SevenSwitch 1.0 Power Checks.jpeg


  • No smoke? Great.
  • If you have a voltage meter, measure the voltages shown in the picture.
  • The LED should stay dark.

Insert the MOSFET

Now, with some safety tests done, it's a good time to insert the semiconductor.

  • Disconnect the power supply.
  • Solder the MOSFET with the flat side towards the outside of the board into its place. Use sufficient solder, as high currents are flowing here.
SevenSwitch 1.0 Heatsink.jpeg

Signal Source

The picture shows where to connect the GND and the signal pin. The grounds on the signal and the Molex 4-pin power connector are connected together on the board. However you can use an independant power supply different from your main system as long as the two grounds are tied together or the supply ground can float to your main system ground. There is no optical or other isolation. Remember that the fan or heater is driven in a low side switch configuration so it will have the 12V supply connected even if it is not switched on.

SevenSwitch 1.0 Signal Pins.jpeg

Prepare your Controller Firmware

How to prepare your controller electronics obviously heavily depends on your type of electronics (Gen7, Gen6, RAMPS, Sanguinololu, ...), your type of firmware (Teacup, Marlin, Sprinter, Repetier, ...) and the pin you've choosen to fetch the signal from, so I can't give detailed instructions here. Generally, the signal pin for the SevenSwitch is handled like any other pin, no special treatment needed.

The signal pin should be a digital I/O pin, preferably a PWM-able one. If you use an analog pin, make sure the firmware configures it as a digital pin.

If you've figured out how to connect your combination of electronics, firmware and signal pin, please insert your description as an example here.

A Word of Caution

If you bring the SevenSwitch to it's edge, the heatsink will become hot. Hot, like 60° C or more. The MOSFET will survive more than your fingers, in tests the heatsink got up to 110° C without blowing anything.

Circumstances rasing heatsink temperature:

  • Higher PWM frequency.
  • PWM loads of closer to 80%.


  • Lower PWM frequency.
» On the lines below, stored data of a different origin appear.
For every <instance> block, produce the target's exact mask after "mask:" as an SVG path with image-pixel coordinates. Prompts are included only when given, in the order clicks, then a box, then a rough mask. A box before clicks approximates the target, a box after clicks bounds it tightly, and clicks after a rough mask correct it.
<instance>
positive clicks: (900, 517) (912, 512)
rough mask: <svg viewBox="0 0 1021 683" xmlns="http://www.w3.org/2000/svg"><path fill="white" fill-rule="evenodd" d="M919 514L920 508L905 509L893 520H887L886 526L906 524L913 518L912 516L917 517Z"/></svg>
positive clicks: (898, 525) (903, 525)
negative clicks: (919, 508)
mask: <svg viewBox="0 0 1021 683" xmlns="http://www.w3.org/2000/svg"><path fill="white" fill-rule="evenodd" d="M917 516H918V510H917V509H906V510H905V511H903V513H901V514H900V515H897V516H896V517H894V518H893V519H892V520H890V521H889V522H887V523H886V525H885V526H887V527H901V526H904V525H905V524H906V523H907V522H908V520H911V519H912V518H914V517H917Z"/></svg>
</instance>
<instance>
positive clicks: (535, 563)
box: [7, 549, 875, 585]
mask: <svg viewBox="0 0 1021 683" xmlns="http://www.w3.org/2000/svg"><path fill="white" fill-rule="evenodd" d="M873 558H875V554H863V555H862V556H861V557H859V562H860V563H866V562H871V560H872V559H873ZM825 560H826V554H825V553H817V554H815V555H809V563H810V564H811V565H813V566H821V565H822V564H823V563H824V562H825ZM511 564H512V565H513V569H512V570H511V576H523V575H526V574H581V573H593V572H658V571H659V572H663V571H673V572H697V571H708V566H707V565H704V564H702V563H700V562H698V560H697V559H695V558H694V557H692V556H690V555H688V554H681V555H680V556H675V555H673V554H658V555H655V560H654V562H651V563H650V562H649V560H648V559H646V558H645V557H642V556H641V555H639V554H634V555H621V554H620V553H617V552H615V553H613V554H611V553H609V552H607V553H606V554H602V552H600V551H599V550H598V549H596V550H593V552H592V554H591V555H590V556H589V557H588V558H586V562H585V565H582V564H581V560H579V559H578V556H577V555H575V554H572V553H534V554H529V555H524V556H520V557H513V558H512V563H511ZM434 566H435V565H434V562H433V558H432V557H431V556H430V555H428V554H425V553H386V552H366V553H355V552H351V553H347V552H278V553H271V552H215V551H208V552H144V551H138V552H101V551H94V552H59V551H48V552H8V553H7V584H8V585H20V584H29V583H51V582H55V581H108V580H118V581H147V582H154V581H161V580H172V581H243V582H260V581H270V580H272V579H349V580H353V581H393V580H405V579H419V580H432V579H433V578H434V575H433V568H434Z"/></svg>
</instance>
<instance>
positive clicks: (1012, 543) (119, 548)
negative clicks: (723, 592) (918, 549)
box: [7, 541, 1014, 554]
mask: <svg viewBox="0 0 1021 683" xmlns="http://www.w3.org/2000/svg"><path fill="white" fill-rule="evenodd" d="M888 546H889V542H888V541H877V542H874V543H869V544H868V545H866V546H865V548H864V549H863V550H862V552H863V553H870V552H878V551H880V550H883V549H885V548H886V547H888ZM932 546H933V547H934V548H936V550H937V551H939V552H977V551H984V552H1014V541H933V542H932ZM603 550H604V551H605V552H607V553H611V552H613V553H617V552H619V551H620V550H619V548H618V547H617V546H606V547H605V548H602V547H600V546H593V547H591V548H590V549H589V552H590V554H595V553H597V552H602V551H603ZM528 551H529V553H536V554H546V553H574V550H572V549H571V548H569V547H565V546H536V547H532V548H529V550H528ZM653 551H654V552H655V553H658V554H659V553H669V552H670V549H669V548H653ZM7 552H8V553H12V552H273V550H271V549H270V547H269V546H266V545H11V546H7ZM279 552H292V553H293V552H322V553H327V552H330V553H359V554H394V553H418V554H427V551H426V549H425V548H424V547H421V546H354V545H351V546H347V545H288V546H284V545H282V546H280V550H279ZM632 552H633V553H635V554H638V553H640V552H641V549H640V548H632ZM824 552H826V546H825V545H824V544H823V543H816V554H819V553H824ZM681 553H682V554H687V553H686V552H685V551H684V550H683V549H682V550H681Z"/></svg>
For example, comment out FAST_PWM in Teacup's config.h.
  • Use a bang bang temperature control. For Teacup, also use BANG_BANG_ON = 255.

For diagrams, see Gen7 Research. SevenSwitch uses a 10 Ω signal resistor.



The SevenSwitch will happily switch voltages below 12 Volts, even below 5 Volts. If you want to switch 24 V, the only part not compatible is the current limiting resistor of the indicator LED. Please replace R2 with 2200 ohms to achieve full compatibility. If you have no replacement resistor handy, you can remove R2 entirely (and loose the LED's functionality).

Application Examples

Stemer114 describes he connected his SevenSwitch to a Sanguinololu in the RepRap forum.


SevenSwitch 1.1 has the following changes compared to SevenSwitch 1.0:

  • IRLB 8743 MOSFET. Vastly oversized for fans, but also affordable and switches heated beds happily without a heatsink.
  • Two additional holes to allow screw terminals as power supply.